The Nick Davey Laboratory, Division of Surgery, Department of Surgery and Cancer, Faculty of Medicine, Imperial College London, UK.
J Physiol. 2018 Apr 1;596(7):1295-1306. doi: 10.1113/JP275312. Epub 2018 Feb 25.
Increases in activity of trunk muscles that occur prior to, or concurrent with, a voluntary limb movement are termed anticipatory postural adjustments (APAs). APAs are important for maintaining postural stability in response to perturbations but the neural mechanisms underlying APAs remain unclear. Our results showed that corticospinal excitability of erector spinae (ES) muscle increased at 40 ms prior to rapid shoulder flexion, with a reduction in intracortical inhibition and no change in spinal excitability. Changes in corticospinal excitability were observed in ES, with similar excitability profiles between standing and lying positions, but were not observed in rectus abdominis. We suggest that the neural control of postural adjustments involves changes at a cortical level, which in part are due to reduced inhibition.
Voluntary limb movements are associated with increases in trunk muscle activity, some of which occur within a time window considered too fast to be induced by sensory feedback; these increases are termed anticipatory postural adjustments (APAs). Although it is known that the function of APAs is to maintain postural stability in response to perturbations, excitability of the corticospinal projections to the trunk muscles during the APAs remains unclear. Thirty-four healthy subjects performed rapid shoulder flexion in response to a visual cue in standing and lying positions. Transcranial magnetic stimulation (TMS) was delivered over the trunk motor cortex to examine motor evoked potentials (MEPs) in erector spinae (ES) and in rectus abdominis (RA) muscles at several time points prior to the rise in electromyographic activity (EMG) of anterior deltoid (AD) muscle. TMS was also used to assess short-interval intracortical inhibition (SICI) and cervicomedullary MEPs (CMEPs) in ES in the standing position. MEPs in ES were larger at time points closer to the rise in AD EMG in both standing and lying positions, whereas MEPs in RA did not differ over the time course examined. Notably, SICI was reduced at time points closer to the rise in AD EMG, with no change in CMEPs. Our results demonstrate that increasing excitability of corticospinal projections to the trunk muscles prior to a voluntary limb movement is likely to be cortical in origin and is muscle specific.

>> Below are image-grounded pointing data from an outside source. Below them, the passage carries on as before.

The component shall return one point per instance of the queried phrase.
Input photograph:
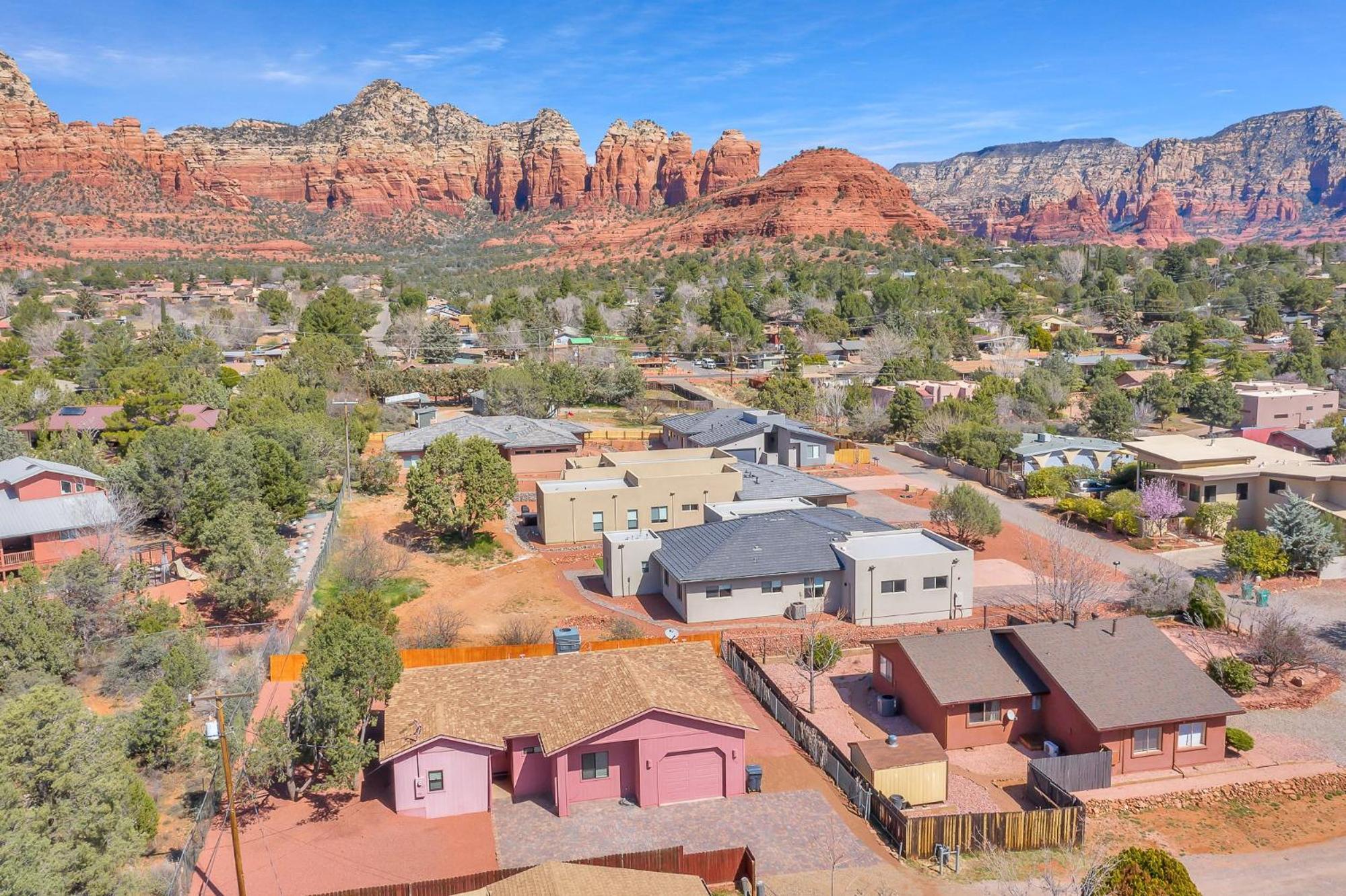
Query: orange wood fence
(291, 666)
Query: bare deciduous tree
(1069, 576)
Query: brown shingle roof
(562, 699)
(564, 879)
(1137, 677)
(970, 666)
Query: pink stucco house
(656, 726)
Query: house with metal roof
(653, 726)
(531, 446)
(1087, 685)
(760, 436)
(792, 563)
(48, 512)
(1042, 450)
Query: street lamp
(215, 732)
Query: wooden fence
(716, 867)
(913, 836)
(291, 666)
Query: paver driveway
(788, 832)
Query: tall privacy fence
(912, 836)
(272, 638)
(714, 867)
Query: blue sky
(890, 81)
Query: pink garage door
(692, 776)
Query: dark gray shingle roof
(970, 666)
(506, 431)
(780, 544)
(1137, 677)
(764, 481)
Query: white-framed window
(984, 714)
(1192, 735)
(1146, 740)
(594, 766)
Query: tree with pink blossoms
(1159, 502)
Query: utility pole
(345, 407)
(229, 777)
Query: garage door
(692, 776)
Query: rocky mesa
(386, 151)
(1274, 176)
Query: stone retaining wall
(1251, 792)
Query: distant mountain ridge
(386, 151)
(1273, 176)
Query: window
(1145, 740)
(594, 766)
(1192, 735)
(984, 714)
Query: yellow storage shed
(912, 766)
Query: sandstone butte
(815, 193)
(386, 151)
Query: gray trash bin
(754, 774)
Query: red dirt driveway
(341, 841)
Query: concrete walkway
(1015, 512)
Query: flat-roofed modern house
(1248, 474)
(654, 726)
(531, 446)
(758, 436)
(660, 490)
(1042, 450)
(48, 512)
(1115, 684)
(823, 559)
(1285, 404)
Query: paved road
(1018, 513)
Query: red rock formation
(1158, 223)
(1077, 219)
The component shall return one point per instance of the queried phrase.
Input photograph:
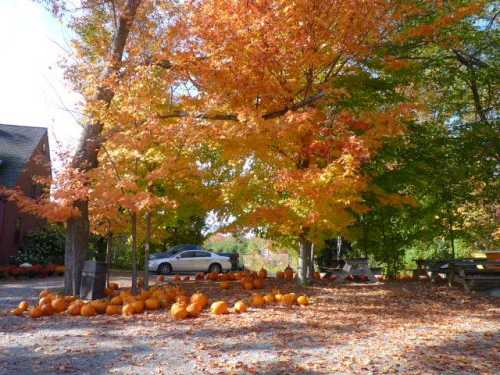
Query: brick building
(24, 153)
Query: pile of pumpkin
(158, 297)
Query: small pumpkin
(36, 312)
(152, 303)
(200, 299)
(128, 310)
(269, 298)
(257, 300)
(113, 309)
(23, 305)
(194, 309)
(240, 307)
(219, 307)
(59, 305)
(99, 306)
(178, 311)
(17, 311)
(88, 310)
(303, 300)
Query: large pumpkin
(219, 307)
(113, 309)
(36, 312)
(99, 306)
(152, 304)
(178, 311)
(200, 299)
(240, 307)
(59, 305)
(88, 310)
(257, 300)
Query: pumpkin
(248, 285)
(44, 293)
(23, 305)
(45, 301)
(288, 273)
(138, 306)
(262, 273)
(178, 311)
(269, 298)
(240, 307)
(152, 304)
(200, 299)
(128, 310)
(74, 308)
(59, 304)
(88, 310)
(113, 309)
(258, 283)
(116, 300)
(257, 300)
(36, 312)
(219, 307)
(99, 306)
(17, 311)
(182, 299)
(289, 298)
(303, 300)
(194, 309)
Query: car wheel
(215, 268)
(165, 269)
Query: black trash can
(93, 280)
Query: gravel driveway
(403, 328)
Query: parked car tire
(164, 268)
(215, 267)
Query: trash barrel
(93, 280)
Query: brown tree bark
(77, 229)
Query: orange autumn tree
(273, 93)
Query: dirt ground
(393, 328)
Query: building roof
(17, 144)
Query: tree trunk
(134, 253)
(109, 252)
(77, 229)
(146, 250)
(304, 260)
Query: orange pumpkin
(59, 305)
(194, 309)
(219, 307)
(303, 300)
(128, 310)
(113, 309)
(257, 300)
(152, 304)
(240, 307)
(178, 311)
(200, 299)
(88, 310)
(138, 306)
(36, 312)
(269, 298)
(23, 305)
(99, 306)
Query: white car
(198, 260)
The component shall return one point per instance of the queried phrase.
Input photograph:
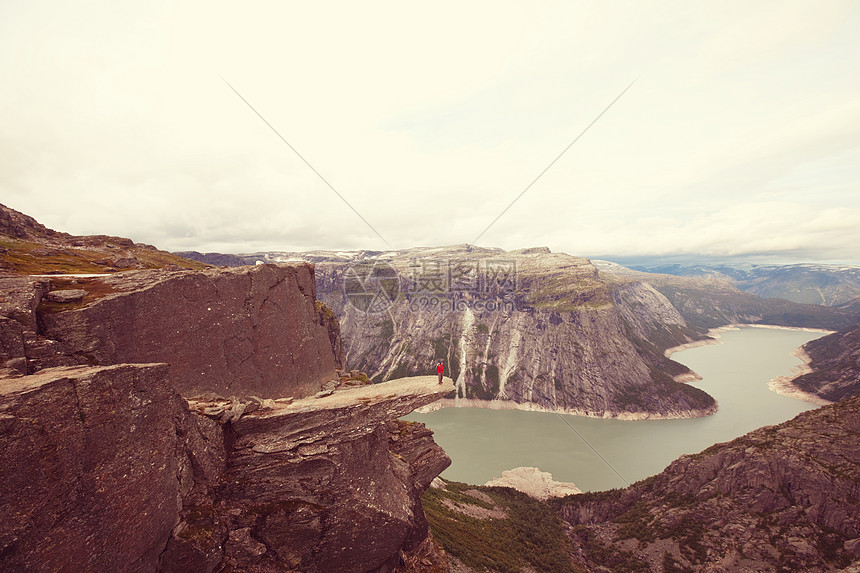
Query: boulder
(66, 295)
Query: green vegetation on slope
(530, 534)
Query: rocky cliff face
(828, 285)
(780, 498)
(254, 330)
(113, 472)
(525, 328)
(835, 363)
(714, 301)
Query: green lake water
(483, 442)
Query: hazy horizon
(739, 138)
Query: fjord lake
(484, 442)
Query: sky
(738, 138)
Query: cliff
(254, 330)
(780, 498)
(526, 328)
(835, 363)
(114, 472)
(828, 285)
(710, 302)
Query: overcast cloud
(740, 136)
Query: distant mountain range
(828, 285)
(568, 335)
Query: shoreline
(782, 385)
(532, 407)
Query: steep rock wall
(252, 330)
(561, 339)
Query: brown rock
(250, 330)
(94, 486)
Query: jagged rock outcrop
(113, 472)
(534, 482)
(95, 464)
(323, 485)
(783, 497)
(255, 330)
(835, 363)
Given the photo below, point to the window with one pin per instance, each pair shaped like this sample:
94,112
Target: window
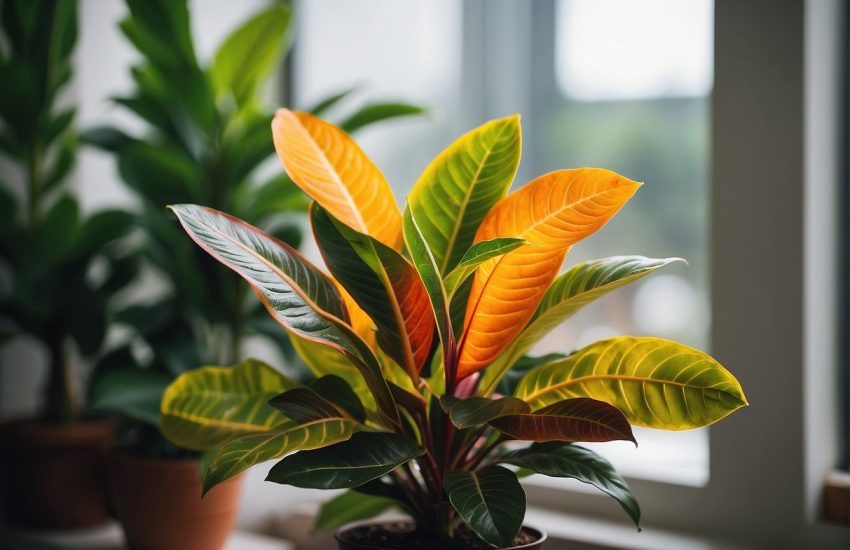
674,127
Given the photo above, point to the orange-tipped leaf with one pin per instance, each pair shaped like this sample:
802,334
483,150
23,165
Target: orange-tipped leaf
551,214
332,169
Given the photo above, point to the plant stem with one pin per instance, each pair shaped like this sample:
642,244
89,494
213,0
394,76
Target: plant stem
36,180
62,405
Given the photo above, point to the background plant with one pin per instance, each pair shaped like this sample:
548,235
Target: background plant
432,310
60,268
206,142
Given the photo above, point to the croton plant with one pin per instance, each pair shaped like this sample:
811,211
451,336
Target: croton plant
423,396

在自愿肢体运动之前或同时发生的躯干肌肉活动增加被称为预期姿势调整(APAs)。APAs 对于响应扰动维持姿势稳定性很重要,但 APAs 的神经机制仍不清楚。我们的结果表明,竖脊肌(ES)的皮质脊髓兴奋性在快速肩部前屈前 40 毫秒增加,皮质内抑制减少,脊髓兴奋性没有变化。在 ES 中观察到皮质脊髓兴奋性的变化,在站立和卧位之间具有相似的兴奋性曲线,但在腹直肌中未观察到。我们认为,姿势调整的神经控制涉及皮质水平的变化,其中部分原因是抑制作用降低。

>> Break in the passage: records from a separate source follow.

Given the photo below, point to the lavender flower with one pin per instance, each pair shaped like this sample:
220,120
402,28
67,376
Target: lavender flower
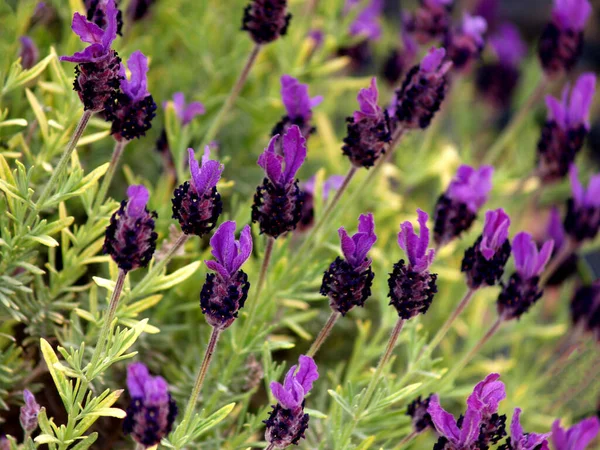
97,12
29,412
97,74
430,22
152,411
298,105
29,52
522,290
585,309
466,44
278,200
565,129
287,422
561,43
578,437
197,203
368,131
583,208
423,91
348,280
131,111
524,441
497,81
411,286
226,291
484,262
266,20
481,425
457,208
130,238
333,183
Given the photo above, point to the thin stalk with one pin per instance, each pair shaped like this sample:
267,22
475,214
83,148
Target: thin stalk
233,95
314,348
515,124
108,176
448,324
62,164
210,351
108,318
261,281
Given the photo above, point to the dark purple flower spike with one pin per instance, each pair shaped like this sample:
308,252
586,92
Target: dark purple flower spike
484,262
423,91
411,286
197,203
368,130
29,412
152,411
225,291
480,427
578,437
97,74
430,22
522,290
583,208
348,280
278,200
561,43
298,105
266,20
466,44
497,81
457,208
130,238
97,13
565,129
519,440
288,422
131,111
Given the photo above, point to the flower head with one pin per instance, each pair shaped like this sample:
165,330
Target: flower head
152,411
578,437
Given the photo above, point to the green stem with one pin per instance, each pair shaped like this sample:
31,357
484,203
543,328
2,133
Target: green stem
314,348
210,351
108,319
60,167
112,168
233,95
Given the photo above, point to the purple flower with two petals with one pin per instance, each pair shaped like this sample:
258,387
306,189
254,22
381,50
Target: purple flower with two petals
423,90
226,291
130,238
278,200
348,280
522,290
578,437
152,411
457,208
197,204
411,286
565,129
287,422
561,43
484,262
497,81
368,130
298,105
583,208
524,441
97,75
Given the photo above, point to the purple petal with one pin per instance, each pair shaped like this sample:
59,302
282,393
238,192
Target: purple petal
138,199
294,152
444,422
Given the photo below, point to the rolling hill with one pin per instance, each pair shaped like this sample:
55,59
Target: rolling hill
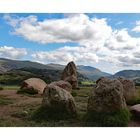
132,74
87,71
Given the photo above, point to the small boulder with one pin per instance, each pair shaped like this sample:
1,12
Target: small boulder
34,83
69,74
107,96
58,100
63,84
129,91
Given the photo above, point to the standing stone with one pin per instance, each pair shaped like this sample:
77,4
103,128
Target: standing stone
69,74
129,89
63,84
107,96
58,100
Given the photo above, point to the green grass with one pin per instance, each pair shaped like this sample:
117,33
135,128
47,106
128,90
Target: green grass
30,91
4,100
1,88
117,118
11,87
136,100
48,114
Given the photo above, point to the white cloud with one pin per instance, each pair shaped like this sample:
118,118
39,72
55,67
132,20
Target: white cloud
66,54
12,53
73,28
137,27
97,41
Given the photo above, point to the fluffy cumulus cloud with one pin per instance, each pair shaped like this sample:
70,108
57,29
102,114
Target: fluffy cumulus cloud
67,54
137,27
96,40
12,53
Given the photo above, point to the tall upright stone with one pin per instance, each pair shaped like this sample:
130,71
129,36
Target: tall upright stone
70,75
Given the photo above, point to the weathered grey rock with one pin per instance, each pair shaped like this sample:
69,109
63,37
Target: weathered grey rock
129,88
69,74
35,83
63,84
107,96
135,109
58,100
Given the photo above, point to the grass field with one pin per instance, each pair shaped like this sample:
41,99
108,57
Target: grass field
16,110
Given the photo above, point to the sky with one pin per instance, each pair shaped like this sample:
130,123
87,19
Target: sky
109,42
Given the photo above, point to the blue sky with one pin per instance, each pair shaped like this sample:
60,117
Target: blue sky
110,42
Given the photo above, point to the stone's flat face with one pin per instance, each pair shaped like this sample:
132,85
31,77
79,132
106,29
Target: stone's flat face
58,100
63,84
35,83
107,96
69,74
129,88
135,108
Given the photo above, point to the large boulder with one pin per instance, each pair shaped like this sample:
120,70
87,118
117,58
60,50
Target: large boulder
58,100
69,74
34,83
107,96
63,84
129,89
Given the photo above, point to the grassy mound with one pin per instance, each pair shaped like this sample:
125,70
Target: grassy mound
30,91
117,118
1,88
4,100
42,114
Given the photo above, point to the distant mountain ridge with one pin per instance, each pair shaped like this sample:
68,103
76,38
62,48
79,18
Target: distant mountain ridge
132,74
87,71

自愿肢体运动与躯干肌肉活动增加有关,其中一些发生在被认为太快而不能由感觉反馈引起的时间窗口内;这些增加被称为预期姿势调整(APAs)。虽然已知 APAs 的功能是响应扰动维持姿势稳定性,但在 APAs 期间对躯干肌肉的皮质脊髓投射兴奋性仍不清楚。34 名健康受试者在站立和卧位下响应视觉提示进行快速肩部前屈。在几个时间点,在三角肌前束(AD)肌电图升高之前,经颅磁刺激(TMS)施加于躯干运动皮层,以检查竖脊肌(ES)和腹直肌(RA)肌肉的运动诱发电位(MEPs)。TMS 还用于评估站立位 ES 中的短程皮质内抑制(SICI)和颈髓 MEPs(CMEPs)。在站立和卧位下,ES 中的 MEPs 在更接近 AD 肌电图升高的时间点更大,而 RA 中的 MEPs 在整个时间过程中没有差异。值得注意的是,SICI 在更接近 AD 肌电图升高的时间点降低,而 CMEPs 没有变化。我们的结果表明,在自愿肢体运动之前增加对躯干肌肉的皮质脊髓投射兴奋性可能起源于皮质,并且是肌肉特异性的。